Atualmente, a realidade nos mostra sua face mais desagradável: violência, agressividade, desamor, desencontros, sofrimento, infelicidade, dor. Sentimo-nos a tal ponto angustiados e inseguros que chegamos a nos perguntar se a vida faz algum sentido.

Sabemos, no entanto, que, na realidade objetiva, tudo obedece à lei da ação e da reação. “O que se planta, se colhe”, afirma a sabedoria popular. “Não faça aos outros o que não quer que façam a você”, orientou-nos Mestre Jesus. É válido pensar, portanto, que o que estamos colhendo hoje seja, simplesmente, o resultado do que temos semeado, como civilização, ao longo dos séculos.
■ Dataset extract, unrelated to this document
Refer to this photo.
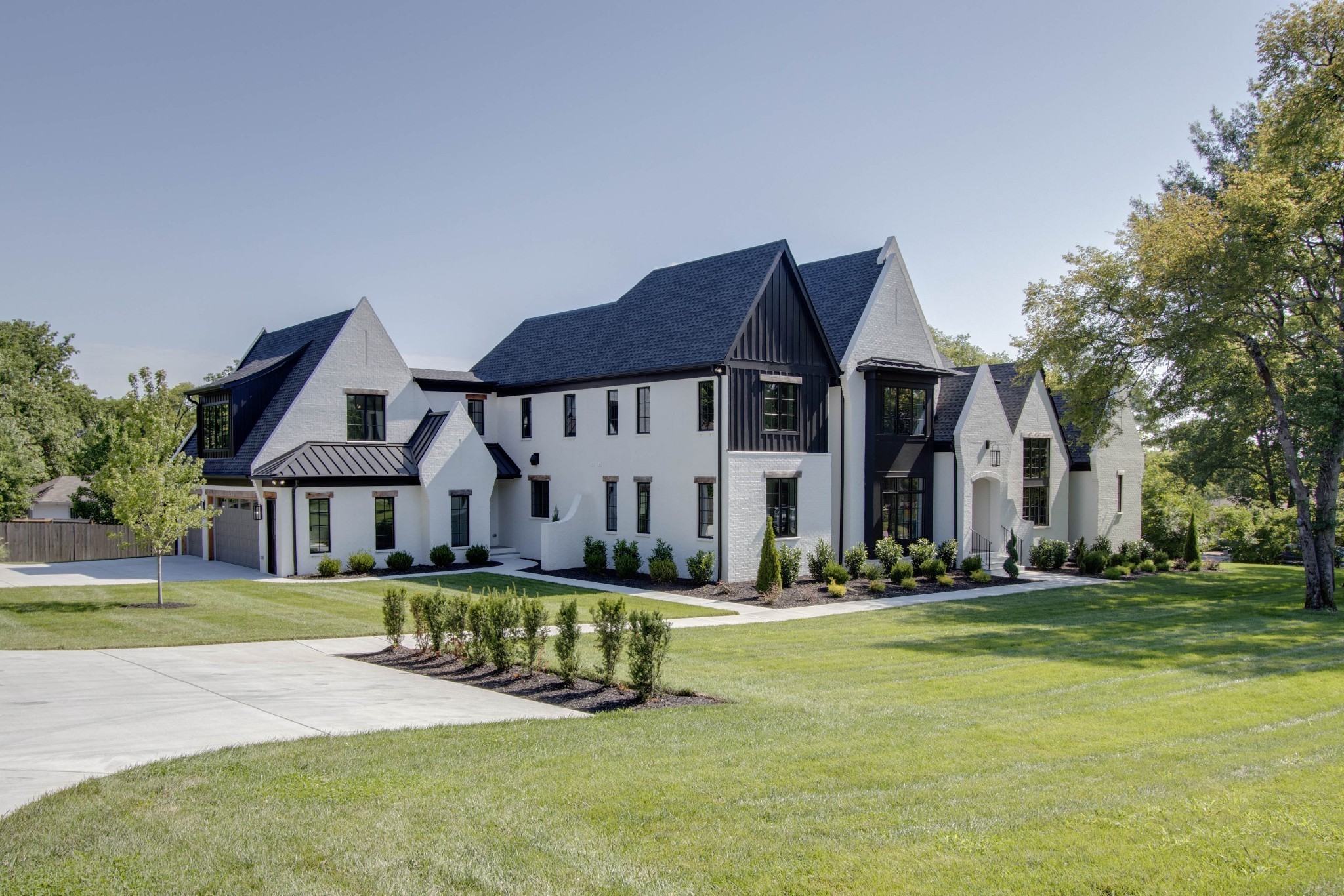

Mas nem tudo é colheita desapontadora. Há pessoas e grupos obtendo bons resultados em suas searas. Provavelmente porque já se conscientizaram de que existem outras formas de se relacionar com a realidade. Consciência, no caso, é tudo, uma vez que se revela a balizadora da evolução da humanidade. À medida que nossa percepção consciente se amplia e se apura, não só tomamos conhecimento de mais fatos sobre a realidade, como compreendemos melhor nosso relacionamento com ela. Temos, então, condições de transformá-la.

Percepção consciente

Até agora, a evolução da consciência humana transcorreu, especialmente, no plano material. Nossa percepção foi capaz de nos situar no mundo; de nos estimular a conhecê-lo cada vez melhor; de nos motivar a utilizar as descobertas em proveito próprio e do bem comum, e de nos habilitar para um relacionamento interpessoal mais verdadeiro. O progresso científico, os avanços tecnológicos, a divulgação massiva e globalizada do conhecimento e a preocupação preservacionista destacam-se entre as inúmeras conquistas da humanidade ao longo do tempo. Contudo, não fomos capazes de encontrar respostas para as perguntas que nos angustiam desde sempre.

Essas respostas começam a ser vislumbradas agora, com a evolução da consciência alcançando o plano espiritual. Já aceitamos, com alguma naturalidade, o que nos dizem sobre a realidade por meio da percepção denominada extrassensorial ou paranormal. Não consideramos mais como mistificação o que nos explicam ter, como causa, o poder mental, os campos de energia humanos, a intuição, a mediunidade. Respeitamos, como plausíveis, os bons resultados obtidos a partir de terapias alternativas. Ainda não dominamos o que nos parece imponderável, mas já o incluímos, como fato aceitável, na realidade.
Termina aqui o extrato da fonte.